The sustained–transient distinction is clear at the level of the primary afferent, whereas these complementary afferent systems would appear to be lost centrally (10, 56–58). In those studies, it was found that regular and irregular afferents projected to second-order vestibular neurons and showed overlapping projections—such that many second-order neurons received input from both regular and irregular afferents. Different vestibular nucleus neurons showed different strengths of irregular and regular projections. It appeared that the sustained and transient systems from the periphery were not established centrally (57, 58).
However, in vitro physiological studies, recording from vestibular nucleus neurons in slice preparations, have shown that at the vestibular nucleus there is clear evidence of different neurons with very different temporal responses to identical stimuli (injected current in these cases, rather than angular or linear acceleration), and that these neurons can be characterized by the same sustained–transient distinction as for primary afferents. Type A neurons show tonic characteristics—maintained firing to a step of injected current—whereas type B neurons show a brief high-frequency burst of spikes at stimulus onset (see Figure 5). These patterns have been established in frog and in mammals and echo the phasic-tonic distinction of Shimazu and Precht (2) in cat vestibular nucleus neurons. In frog, there are two well-defined populations of neurons with very different membrane properties and response patterns, and these correspond well to the transient and sustained classes. One approach has been to consider these matters from the point of view of filter characteristics, which is just another way of schematizing sustained (low-pass filter) and transient (high-pass filter) systems.

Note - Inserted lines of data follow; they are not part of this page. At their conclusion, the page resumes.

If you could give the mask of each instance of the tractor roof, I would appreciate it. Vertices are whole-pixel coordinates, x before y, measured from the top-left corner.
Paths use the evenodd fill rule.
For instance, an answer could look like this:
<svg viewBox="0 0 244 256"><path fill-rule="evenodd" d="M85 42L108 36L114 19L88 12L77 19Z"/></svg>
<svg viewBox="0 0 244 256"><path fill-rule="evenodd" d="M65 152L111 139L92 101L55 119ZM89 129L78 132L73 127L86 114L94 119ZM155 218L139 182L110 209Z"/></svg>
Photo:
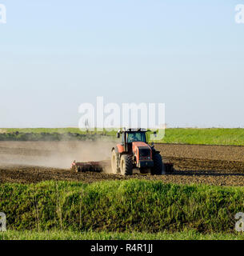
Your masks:
<svg viewBox="0 0 244 256"><path fill-rule="evenodd" d="M124 128L123 130L118 130L118 133L126 133L126 132L146 132L147 130L146 129L144 129L144 128Z"/></svg>

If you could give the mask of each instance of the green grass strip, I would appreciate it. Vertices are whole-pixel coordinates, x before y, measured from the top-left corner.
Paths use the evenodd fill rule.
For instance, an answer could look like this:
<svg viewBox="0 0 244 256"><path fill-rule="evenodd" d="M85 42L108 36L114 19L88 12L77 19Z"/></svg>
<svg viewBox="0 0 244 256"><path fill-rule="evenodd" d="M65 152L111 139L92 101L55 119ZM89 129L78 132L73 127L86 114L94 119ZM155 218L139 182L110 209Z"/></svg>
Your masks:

Figure 5. Example of the response of type A (tonic) and type B (phasic) frog vestibular nucleus from in vitro whole frog brain preparation to the same step of current. Reprinted from Straka et al. (64), with permission.
These results from in vitro studies (59) and from frogs (60–66) have been shown to apply also in mammalian vestibular system. Type A and B neurons previously found in brainstem slices were identified in the guinea pig whole-brain preparation, and these neurons receive direct inputs from the vestibular nerve. Type A and B vestibular nucleus neurons differ in their intrinsic membrane properties which are responsible for the very different response patterns shown in Figure 5 (62, 67) and for the different filtering properties (61, 68).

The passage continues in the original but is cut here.